Lee Konitz: Billie's Bounce

Lee Konitz had the reputation of being the stylistic alternative to Charlie Parker during the 1940s and '50s. A slightly younger contemporary of Bird, Konitz was one of the few saxophonists of his day to remain comparatively unaffected by Parker's influence. For that reason, it's interesting to hear Konitz interpret one of Parker's best-known blues lines. This 1957 performance has Konitz moving away from his relatively note-y improvisations on the early Lennie Tristano sides. His style is not nearly as lean and melodic as it would become, but it's getting there.

Trumpeter Don Ferrara's solo is superb. A bright-toned, soulful, Gillespie-influenced player, he blows a tastefully extroverted horn. Konitz, on the other hand, is extremely cool, weaving a solo of impeccable logic and emotional restraint. Bassist Peter Ind's solo is unusually limber for its time, and pianist Sal Mosca takes a few nice understated choruses. Drummer Shadow Wilson plays with a nice easy feel. In terms of backing the horns, the rhythm section is boilerplate mid-1950s bop—extremely competent, if not overly daring. The horns lead out of the solos into the final statement of the head with a transcription of Bird's improvisation on the original 1945 Savoy recording of the tune, providing a rather direct avenue of comparison. It's a nice touch. Not top-drawer Konitz, but the perspective it gives on his stylistic distance from Parker makes it a valuable track.

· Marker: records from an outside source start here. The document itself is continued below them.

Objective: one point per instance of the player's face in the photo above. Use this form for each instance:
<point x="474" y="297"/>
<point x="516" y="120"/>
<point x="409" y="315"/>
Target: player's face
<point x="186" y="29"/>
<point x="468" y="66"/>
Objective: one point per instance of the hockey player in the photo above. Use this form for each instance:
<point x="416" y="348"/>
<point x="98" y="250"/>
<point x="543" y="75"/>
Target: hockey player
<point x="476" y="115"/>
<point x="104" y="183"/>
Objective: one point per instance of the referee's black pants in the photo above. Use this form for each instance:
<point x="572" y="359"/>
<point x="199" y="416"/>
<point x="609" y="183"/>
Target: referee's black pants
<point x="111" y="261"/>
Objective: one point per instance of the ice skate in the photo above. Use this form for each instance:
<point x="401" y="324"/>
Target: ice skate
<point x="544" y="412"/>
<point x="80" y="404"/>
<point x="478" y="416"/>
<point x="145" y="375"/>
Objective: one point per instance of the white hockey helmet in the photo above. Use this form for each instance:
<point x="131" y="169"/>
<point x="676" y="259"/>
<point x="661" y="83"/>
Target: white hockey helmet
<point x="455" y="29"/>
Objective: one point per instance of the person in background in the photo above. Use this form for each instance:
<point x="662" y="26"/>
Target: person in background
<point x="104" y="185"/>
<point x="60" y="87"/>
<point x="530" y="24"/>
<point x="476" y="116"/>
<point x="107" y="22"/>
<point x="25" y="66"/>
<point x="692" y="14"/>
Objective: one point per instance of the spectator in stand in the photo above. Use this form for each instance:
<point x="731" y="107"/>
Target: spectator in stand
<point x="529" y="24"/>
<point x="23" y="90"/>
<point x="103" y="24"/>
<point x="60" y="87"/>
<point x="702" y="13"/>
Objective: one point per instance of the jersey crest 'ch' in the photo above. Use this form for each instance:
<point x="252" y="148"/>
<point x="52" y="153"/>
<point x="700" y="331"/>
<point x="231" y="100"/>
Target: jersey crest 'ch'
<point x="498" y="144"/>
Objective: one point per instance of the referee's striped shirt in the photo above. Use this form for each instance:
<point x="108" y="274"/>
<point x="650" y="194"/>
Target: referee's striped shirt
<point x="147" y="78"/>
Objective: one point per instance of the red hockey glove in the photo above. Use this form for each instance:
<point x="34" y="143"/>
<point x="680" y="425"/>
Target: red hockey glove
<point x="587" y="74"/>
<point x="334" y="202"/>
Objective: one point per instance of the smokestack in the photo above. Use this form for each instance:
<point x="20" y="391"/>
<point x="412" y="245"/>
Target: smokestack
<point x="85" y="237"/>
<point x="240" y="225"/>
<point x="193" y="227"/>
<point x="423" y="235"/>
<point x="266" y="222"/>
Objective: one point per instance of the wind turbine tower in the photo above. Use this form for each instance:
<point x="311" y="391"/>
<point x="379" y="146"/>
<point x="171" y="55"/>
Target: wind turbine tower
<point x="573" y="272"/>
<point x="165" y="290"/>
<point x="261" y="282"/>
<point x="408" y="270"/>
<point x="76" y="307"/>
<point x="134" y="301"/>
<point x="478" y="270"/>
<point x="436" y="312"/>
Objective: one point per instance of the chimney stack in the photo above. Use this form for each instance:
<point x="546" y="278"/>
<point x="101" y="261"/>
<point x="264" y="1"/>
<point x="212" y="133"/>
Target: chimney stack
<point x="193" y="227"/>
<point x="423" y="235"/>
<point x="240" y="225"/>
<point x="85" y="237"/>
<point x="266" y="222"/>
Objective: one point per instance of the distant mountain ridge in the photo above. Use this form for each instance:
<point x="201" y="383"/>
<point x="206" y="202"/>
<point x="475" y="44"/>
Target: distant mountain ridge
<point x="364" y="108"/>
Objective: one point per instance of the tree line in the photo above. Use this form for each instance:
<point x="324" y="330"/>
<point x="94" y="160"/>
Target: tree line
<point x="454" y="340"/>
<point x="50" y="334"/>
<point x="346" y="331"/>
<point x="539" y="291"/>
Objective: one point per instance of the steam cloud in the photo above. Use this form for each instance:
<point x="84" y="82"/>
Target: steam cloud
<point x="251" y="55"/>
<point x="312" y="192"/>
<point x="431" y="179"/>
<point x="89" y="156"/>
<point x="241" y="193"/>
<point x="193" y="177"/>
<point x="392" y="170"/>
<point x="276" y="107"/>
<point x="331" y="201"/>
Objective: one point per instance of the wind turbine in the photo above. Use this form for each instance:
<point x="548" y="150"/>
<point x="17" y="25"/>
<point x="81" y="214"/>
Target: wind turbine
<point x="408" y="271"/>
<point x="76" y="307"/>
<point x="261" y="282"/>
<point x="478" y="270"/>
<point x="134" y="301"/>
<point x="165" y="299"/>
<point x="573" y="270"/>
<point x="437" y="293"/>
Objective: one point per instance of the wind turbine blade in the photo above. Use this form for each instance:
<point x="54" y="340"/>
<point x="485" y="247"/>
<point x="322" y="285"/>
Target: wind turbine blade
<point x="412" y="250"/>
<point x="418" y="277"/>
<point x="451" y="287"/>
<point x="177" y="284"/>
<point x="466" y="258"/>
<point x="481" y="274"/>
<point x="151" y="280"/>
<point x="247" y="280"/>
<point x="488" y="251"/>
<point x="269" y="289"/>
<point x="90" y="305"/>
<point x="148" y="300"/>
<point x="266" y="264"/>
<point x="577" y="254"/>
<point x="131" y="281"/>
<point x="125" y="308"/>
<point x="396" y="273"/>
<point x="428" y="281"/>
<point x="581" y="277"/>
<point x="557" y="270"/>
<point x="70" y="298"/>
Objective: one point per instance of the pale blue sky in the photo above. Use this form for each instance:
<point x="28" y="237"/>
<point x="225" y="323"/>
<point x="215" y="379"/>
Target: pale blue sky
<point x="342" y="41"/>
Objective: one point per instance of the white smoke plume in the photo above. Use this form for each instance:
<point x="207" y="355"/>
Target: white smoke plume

October 16, 2008 · 0 comments


Dizzy Gillespie: Billie's Bounce

One of Gillespie's final albums was this tribute to Charlie Parker, recorded live at the Blue Note in New York, as part of a celebration of Dizzy's 75th birthday. This track shows little of the dexterity for which Dizzy was famous, but rather showcases two other aspects of his genius: his ability to assemble exemplary bands and his highly developed sense of phrasing. There are fine solos all around, including a masterful contribution by Mraz, who draws loud cheers from both his bandmates and the audience. The far-reaching and probative solos by Golson and Sanchez are marked contrasts to Gillespie's subtle, thematic improvisation, whose nuance could be called Armstrong-esque.